Un altro segno nel territorio, specialmente quello di Ragusa, è quello raccontato Un seme in città di Francesco Bocchiero. Il documentario racconta l’impegno dell’Associazione Insieme in Città e in particolare del professor Giorgio Flaccavento contro lo spopolamento di Ragusa superiore. Un’opera che ha al suo centro una tematica estremamente complessa come l’urbanistica, ma che con un piglio didattico riesce a rendere accessibile la tematica, pur non sminuendone l’enorme complessità. Si arriva a parlare anche di mappe comunitarie, che si concentrano sui luoghi utilizzati e vissuti dalla comunità e che quindi sono destinate a cambiare in continuazione, seguendo le abitudini di chi le delinea.

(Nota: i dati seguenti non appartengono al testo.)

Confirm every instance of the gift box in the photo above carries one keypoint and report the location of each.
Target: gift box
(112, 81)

Il clou della giornata è stata, però, soprattutto la presentazione del workshop intensivo di Maurizio Zaccaro, guest director di questa sedicesima edizione del Donnafugata Film Festival. A lungo collaboratore di Ermanno Olmi (a cui ha dedicato anche un libro, che presenterà nei prossimi giorni qui al festival), autore di film come Nour e Un uomo perbene. Il regista ha parlato anzitutto dei suoi inizi dietro la macchina da presa di un horror commissionatogli da Pupi Avati, per poi passare al rapporto con la tecnologia per gli aspiranti registi di oggi. “A molti consiglio di girare direttamente con il cellulare, non costa nulla!“, sostiene Zaccaro, ricordando anche ai giovani registi come il digitale non solo offre soluzioni inedite, ma apra a delle possibilità di girare impensabili fino a una decina di anni fa. Un monito a cui darà seguito con questo workshop intensivo di tre giorni che si concentrerà sulla pratica della regia cinematografica. “Come vuoi raccontare una storia?“. Lo stesso Maurizio Zaccaro ha risposto attraverso la sua opera prima, Dove comincia la notte, il suo esordio alla regia. Ecco che nella seconda serata del festival grandi registi rispondono a questa domanda attraverso le loro opere: Peter Bogdanovich (Dietro la maschera), Ivan Reitman (Ghostbusters), Alejandro Amenàbar (Apri gli occhi), Alex Cox (Syd & Nancy) e Orson Welles (L’infernale Quinlan). Tutto, sotto il segno del toro.